Give the Queen a horse not a yacht
Many of those work horses had a dire life, the end in some cases worse, when shipped to the continent. (for meat). Grief was evident from the housekeeper at the farm where I was when one mare left the yard for the last time because it was said to be too clumsy when hoeing, another came that was lighter in the bone and a good mover, another that would take a piece out of you given the chance.
One farmer did have a big shire gelding which had feet like butchers’ blocks - seldom seen today. The owner could do nothing with it, not surprising my father and his mate had their work cut out for them. They did make a good job of that horse so that it would take a cart to Radford brewery for a load of grains. Going through a Shire stud book for 1920 I found some things of local interest. For instance the Warwickshire Show was held at Leamington on 3 and 4th of September, 1919, when there were nine classes and 28 entries with a good representation of breeders in the locality.
New House Farm in Warwick had five stallions going under the Tachbrook prefix. Entries included stallions kept at Shipston, Ladbrook Hill, Barford Hill, Wellesborne, Fenny Compton, Wedgnock Park, Fernill, Ashow and Stoneleigh.
The Duke of Westminster had more stallions than you could shake a stick at - or would want to.

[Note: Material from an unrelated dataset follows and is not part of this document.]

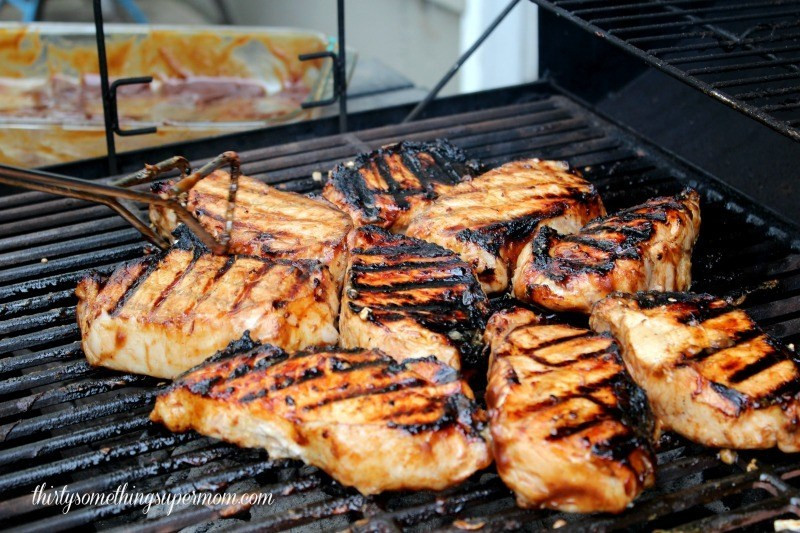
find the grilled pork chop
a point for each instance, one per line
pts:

Then there was Chivers of Histon, the jam people, who had four stallions.
One final thought: Suffolk Punch horses - the best I have seen by far at ploughing matches in the last two years - are in need of more breeders.
As the nation debates what to get the Queen for what many would think of as 60 years in the collar, may I suggest the Suffolk Society offers her some Suffolk Punches for the Sandringham estate where her father once had a stud.
It may even be more appreciated than a yacht. - Roger Fisher, Southam Road, Long Itchington.